Lëtzebuerg Veröffentlicht am 17.10.11 17:41

Chefetage aus der Schusslinie

Aussagen des leitenden Ermittlers entlasten Generaldirektion und belasten technische Abteilung

(gs) - Zweite Verhandlungswoche im Prozess um den Absturz einer Luxair-Fokker am 6. November 2002: Nachdem an den ersten Prozesstagen drei Sachverständige gehört wurden, war es am Montag am leitenden Ermittler der Kriminalpolizei die Ergebnisse seiner Untersuchung vorzulegen.

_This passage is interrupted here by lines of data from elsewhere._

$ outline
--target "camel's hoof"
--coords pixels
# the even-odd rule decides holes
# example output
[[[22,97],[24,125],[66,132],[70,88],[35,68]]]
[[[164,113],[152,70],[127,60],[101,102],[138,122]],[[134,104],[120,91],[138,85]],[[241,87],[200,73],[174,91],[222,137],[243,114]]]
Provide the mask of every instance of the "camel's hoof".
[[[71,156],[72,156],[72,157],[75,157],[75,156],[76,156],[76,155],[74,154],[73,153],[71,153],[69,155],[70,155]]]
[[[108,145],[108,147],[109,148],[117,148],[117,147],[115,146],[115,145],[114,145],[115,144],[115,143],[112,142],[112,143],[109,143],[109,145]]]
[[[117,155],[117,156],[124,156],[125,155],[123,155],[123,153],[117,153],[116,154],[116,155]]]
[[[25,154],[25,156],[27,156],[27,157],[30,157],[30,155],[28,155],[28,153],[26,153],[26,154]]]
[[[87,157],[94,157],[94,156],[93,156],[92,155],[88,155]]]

Dabei ging es in erster Linie um ein nicht ausgeführtes technisches Upgrade an einer Kontrolleinheit der Fokker, die in der Verantwortung der technischen Abteilung bei Luxair lag. Die Chefetage ihrerseits wurde durch die Aussagen des Ermittlers entlastet.

Zu Beginn seiner Aussage konzentrierte sich der Ermittler am Montag auf seine Untersuchung im Luxair-Apparat, bei der mögliche Verfehlungen in Sachen Wartung und damit Flugtauglichkeit der Fokker 50 im Fokus standen. Dabei war erwartungsgemäß die Rede von der bereits mehrfach thematisierten Anomalie der „Skid Control Unit“ (SCU), die trotz voriger Kenntnis nicht von Luxair behoben worden war.

„Peanuts“

Der Hersteller Fokker hatte bekanntlich die Änderung der SCU in einem Rundschreiben im Jahre 1994 den Fluggesellschaften ans Herz gelegt, diese aber nur „als optional“ und „auf Kosten des Betreibers“ gekennzeichnet. Besagte Anomalie soll mit ein Grund dafür gewesen sein, dass per Schubhebel die Propeller der Unglücksmaschine in falsche und fatale Positionen gebracht werden konnten.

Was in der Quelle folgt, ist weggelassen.